Beaufort News

A song book: Librarian sings on the side

Reference librarian Amanda Brewer sets up a Wii game for  schoolchildren Friday at the Beaufort branch of the Beaufort County Library.
Reference librarian Amanda Brewer sets up a Wii game for schoolchildren Friday at the Beaufort branch of the Beaufort County Library. BOB SOFALY | The Beaufort Gazett

Like a musician loves her fans, Amanda Brewer, Beaufort's own rock 'n ' roll reference librarian," adores the patrons of the Beaufort Branch of the Beaufort County Library. And although she may not be the musical superstar she once dreamed of being, she plays her music and finds satisfaction working in the world of words.

Brewer spent her early years in Raleigh, N.C., but when she was in the middle of sixth grade, her parents moved to rural Lee County.

"I went from the big city to literally living in a house surrounded by corn and cotton fields," Brewer said, but she adjusted, cropping and curing tobacco on her grandfather's farm in the summers and helping him peddle boiled peanuts.

Growing up, Brewer dreamed of fame and fortune as "an ultra-famous, super-glamorous" -- and incredibly rich -- country music singer.

"I've always wanted to tour the country ... waving ecstatically to adoring fans, sign autographs and record hit songs," she said.

But for a day job, Brewer felt less decisive, drawn to careers in teaching, psychology or ministry. She earned a BA in religion and speech communication from Charleston Southern University, where she valedictorian.

Working as a music teacher after graduation, she wanted to attend graduate school and realized that she read storybooks to her students and engaged them through entertainment. High school students asked her for help with term papers; other teachers sought her help with technology.

"I asked myself, what kind of job allows you to help people with a wide range of questions AND lets you tell stories and sing songs?" Brewer said. "Next thing you know, I'm a librarian."


In April 2007, Brewer moved to Beaufort after receiving a job offer from the Beaufort library, the first job she applied for after receiving a Masters of Library and Information Science from the University of South Carolina.

As a reference librarian, Brewer explained, she is trained to help people find answers to their questions, from consumer reviews on washing machines to a biography of George Washington to an obituary printed in the Gazette in 1960 and everything in between.

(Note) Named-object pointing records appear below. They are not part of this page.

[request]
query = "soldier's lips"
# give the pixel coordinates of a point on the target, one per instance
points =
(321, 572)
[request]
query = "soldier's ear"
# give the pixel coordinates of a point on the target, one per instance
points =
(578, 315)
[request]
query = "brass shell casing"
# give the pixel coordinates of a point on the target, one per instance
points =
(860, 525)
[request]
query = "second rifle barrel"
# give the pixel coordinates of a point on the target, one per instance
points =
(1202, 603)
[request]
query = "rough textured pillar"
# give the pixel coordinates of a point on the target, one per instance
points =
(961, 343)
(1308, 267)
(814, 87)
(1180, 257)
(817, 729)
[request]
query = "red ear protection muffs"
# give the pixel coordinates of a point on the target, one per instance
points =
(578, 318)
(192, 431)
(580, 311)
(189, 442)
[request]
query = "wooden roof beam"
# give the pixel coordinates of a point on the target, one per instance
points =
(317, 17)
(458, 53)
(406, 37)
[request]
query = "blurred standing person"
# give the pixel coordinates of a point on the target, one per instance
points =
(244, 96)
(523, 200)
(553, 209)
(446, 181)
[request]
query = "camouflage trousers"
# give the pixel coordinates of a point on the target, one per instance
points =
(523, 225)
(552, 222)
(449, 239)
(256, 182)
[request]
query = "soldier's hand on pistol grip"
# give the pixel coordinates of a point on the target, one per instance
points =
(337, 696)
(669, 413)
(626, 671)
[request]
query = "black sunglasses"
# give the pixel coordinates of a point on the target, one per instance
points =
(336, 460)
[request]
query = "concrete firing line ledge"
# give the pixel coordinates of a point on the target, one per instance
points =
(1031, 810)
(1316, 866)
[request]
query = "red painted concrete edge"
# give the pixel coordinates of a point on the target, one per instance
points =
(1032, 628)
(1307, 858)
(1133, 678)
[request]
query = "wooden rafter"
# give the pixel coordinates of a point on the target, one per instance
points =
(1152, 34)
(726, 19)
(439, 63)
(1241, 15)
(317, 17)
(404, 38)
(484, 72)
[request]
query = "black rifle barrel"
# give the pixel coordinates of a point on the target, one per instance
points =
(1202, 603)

But only half of her day is spent staffing the reference desk.

"You might see me helping a person use the computer," she said. "You may see me repairing or ordering books, purchasing books and DVDs, teaching a class or planning and marketing events for library visitors."

WSAV reporter Holly Bounds is a close friend and regular collaborator with Brewer. "Amanda has helped take my (television) show, 'My Lowcountry 3,' to a whole new level," Bounds said. "Every Monday she Skypes in to discuss our latest read in the My Lowcountry 3 Book Club."

Bounds calls Brewer "an innovator. She takes a job that has connotations of (hair) buns, old books and people saying, 'Shh!' and turns it into one that we all envy. What I treasure most about Amanda is she's always thinking. She truly wants to reach all types of people and is always forming new ways to get them interested."

"Beaufort branch library is a place for community.," Brewer said. "You'll find lots of socializing going on, and our library is always bustling with activity. And you'll be hard-pressed to find a librarian in plaid these days. We don't just shelve the fashion magazines; we glance at them, too."

Among those activities are free events for kids, teens and adults. Brewer plans adult programming and has hosted movie showings, dance lessons, "Lunch and Learn" programs, book clubs, "how-to" workshops, computer classes, "Whodunit?" mystery parties, guitar lessons and even speed dating. That event, attended mostly by retirees, led a couple to start dating, and Brewer said they included the library as "a regular stop along their date. It was so cute."

In spite of that match-making success, the single 28-year-old claims dating isn't her strong suit: "I read about romances more than I take the opportunity to experience one of my own."

But she loves her work, largely because of the "wide variety of people that walk through the doors, from those we see every day to those who are touring the city on vacation. Most people think books are what make a library ... but it's the people who inhabitant it that make it a truly, special place."


Though she admits she is "not a morning person," Brewer counts on the smiles and greetings of each morning's library regulars to get her going, including a man who always shares a joke with her.

"I adore the ladies in my book club," she continued. "There are college students that we've helped through each semester of their classes. Each time they get an 'A,' we rejoice right along with them. Kids draw pictures to thank us for helping them with their homework.

"When I stop to think about it, there are more precious characters that come into the library than perhaps fill up the books on our shelves."

When she's not at work, Brewer can be found at a coffee shop, hanging out with friends or playing music. On weekends, she and her not-yet-named band play around the county, wherever and whenever they can, covering country, folk, blues and rock.

Asked about future plans, Brewer said she's content to remain a rock 'n' roll librarian, but she's not letting go of that lifelong dream of the glamorous life.

"I'm not sure what the future holds for me," she said. "Unless I miraculously develop a gift for writing songs and a Nashville recording contract comes calling, I'll be a librarian for sure."